Bitcoin

Germany Crypto Tax Exemption Set to End in 2027

Liam Tremblay 4 min read
Germany crypto tax exemption concept showing Bitcoin and Ethereum coins beside German tax documents, a 2027 budget report, and the Reichstag building in Berlin, illustrating Germany's proposed plan to end the long-term crypto tax exemption from 2027.

The Germany crypto tax exemption has protected long-term Bitcoin and Ethereum holders from capital gains tax for years. That protection may soon disappear. Berlin’s draft 2027 budget quietly targets the one-year holding rule that made Germany one of Europe’s friendliest crypto tax jurisdictions. If lawmakers approve the change, every crypto sale could become taxable, no matter how long an investor waited to sell.

The Germany Crypto Tax Exemption Explained

Under Section 23 of Germany’s Income Tax Act, investors owe no tax on crypto profits held for over 12 months. Sell within that window, though, and gains face income tax rates as high as 45%. A yearly allowance of €1,000 keeps small trades tax-free regardless of timing. Germany taxes anything above that if the holding period hasn’t passed yet.

This rule, often called the Haltefrist, has quietly shaped how German investors behave. Many treat Bitcoin the way Canadians treat a registered retirement account, buying and holding rather than trading actively. Canadian investors who want similar tax-sheltered growth already have an option through Bitcoin ETFs in a TFSA or RRSP, though the mechanics work differently since Canada shelters the ETF wrapper itself instead of exempting gains after a set holding period.

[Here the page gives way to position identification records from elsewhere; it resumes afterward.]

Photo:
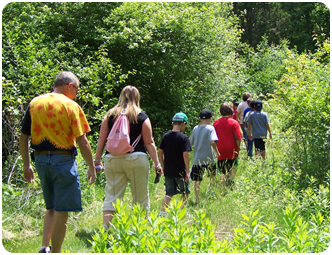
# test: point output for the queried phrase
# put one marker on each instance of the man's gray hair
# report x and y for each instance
(64, 78)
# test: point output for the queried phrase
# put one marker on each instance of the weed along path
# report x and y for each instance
(224, 221)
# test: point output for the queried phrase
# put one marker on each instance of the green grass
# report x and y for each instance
(257, 187)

Why Berlin Wants to End the One-Year Rule

Finance Minister Lars Klingbeil first floated the idea back in April, telling reporters the government wants to tax cryptocurrencies differently. The proposal now sits inside the 2027 federal budget draft prepared by the Bundesministerium der Finanzen. Chancellor Friedrich Merz’s cabinet has already approved it.

Timing matters here too. Germany faces real budget pressure, and the finance ministry needs fresh revenue. Crypto taxation offers one lever among several, alongside higher levies on tobacco, alcohol, and disposable plastics. Digital assets have become part of a larger fiscal consolidation push rather than a standalone policy target.

What the Germany Crypto Tax Exemption Change Could Cost Investors

Officials expect the reform to raise roughly €1 billion a year. The BTC Echo portal reported that total crypto-related revenue could reach that figure sometime this decade. That number sits within a broader package that should bring around €6.2 billion into the 2027 budget, with about €3 billion coming from scrapped exemptions like this one.

For everyday holders, the practical effect is straightforward. Long-term Bitcoin or Ethereum positions that would have sold tax-free after a year could instead face standard income tax rates. Tax advisors already warn that record-keeping matters more than ever, since every disposal would need accurate cost-basis tracking under the proposed system.

How the Numbers Add Up in the 2027 Budget

Germany’s Ministry set an overall spending framework of €543.3 billion for 2027, alongside net borrowing of €110.8 billion. Structural savings account for roughly €4 billion of that annually. The Germany crypto tax exemption debate forms one piece of a larger consolidation effort covering health, pensions, and social welfare.

Because this reform touches an asset that trades around the clock and across borders, enforcement raises its own questions. Germany’s tax authority will likely lean on data that the EU’s DAC8 and CARF reporting frameworks already collect. That data flow arrives just as tightening of EU licensing standards under MiCA has already reshaped which exchanges can legally serve European customers. Regulators now have far more visibility into who holds what and for how long.

The Germany Crypto Tax Exemption Fight in Parliament

Nothing here is final yet. A similar attempt to scrap the one-year rule already failed in the Bundestag after Green lawmakers pushed it through committee. This time, the proposal sits inside a full budget package rather than standing alone. That may make it harder to remove during future negotiations.

Political lines remain familiar. The Social Democratic Party backs higher crypto taxation. The center-right CDU/CSU bloc under Chancellor Merz has generally resisted the idea.

Lawmakers expect the first reading in early September and a second reading in mid-December, leaving investors several months before anything becomes law. Industry voices, including the German Bitcoin Association, have argued that scrapping Germany’s one-year exemption could push companies toward friendlier jurisdictions such as Portugal.

German crypto holders still have time to plan, but not forever. Anyone sitting on long-term gains might want to talk with a tax advisor before the Bundestag’s first reading in September, since decisions made in the next few months could shape years of patient investing.